Dr. Basudeb Dasgupta, Associate Professor in the Department of Theoretical Physics Tata Institute of Fundamental Research at Mumbai, is one of the 21 recipients of this year’s Swarna Jayanti Fellowship of the Department of Science and Technology (DST) who aims to understand the basic physics of how the quantum state of the neutrino evolves, the astrophysics of how neutrinos affect the exploding star, and how we can experimentally detect these neutrinos and decode the information they carry with them. His work published in the journal ‘Physical review D’ focuses specifically on the effect of so-called fast flavour conversions, which occur at a rate proportional to the neutrino density in the star and affects each of these three issues.
Dr. Dasgupta has played a leading role in understanding collective neutrino oscillations in dense astrophysical environments. He and his students identified a simple model that shows these faster oscillations and proved that it is almost identical to a much simpler problem that can be solved exactly– a ball rolling down a hill whose slope increases as the cube of the horizontal distance travelled. They have also shown how these oscillations lead to mixing of all the neutrinos, which may have major consequences for how neutrinos deposit heat inside a supernova. Upcoming experiments may be able to probe their theory and shed light on the almost century old conundrum– how do stars explode?

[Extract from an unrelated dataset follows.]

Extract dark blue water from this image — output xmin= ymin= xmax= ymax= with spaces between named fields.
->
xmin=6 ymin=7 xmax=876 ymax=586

Dasgupta has also made insightful contributions towards identifying the particle nature of dark matter. This includes theoretical ideas as well as experimental strategies to test the ideas. His most recent works present remarkable neutrino and positron-based constraints that disfavour the possibility that minuscule black holes from the Big Bang may contribute significantly to the still unidentified dark matter.
His work has had a palpable impact, and last year he was awarded the prestigious International Centre for Theoretical Physics Prize, in honour of Subrahmanyan Chandrasekhar, by the Abdus Salam International Centre for Theoretical Physics in Trieste.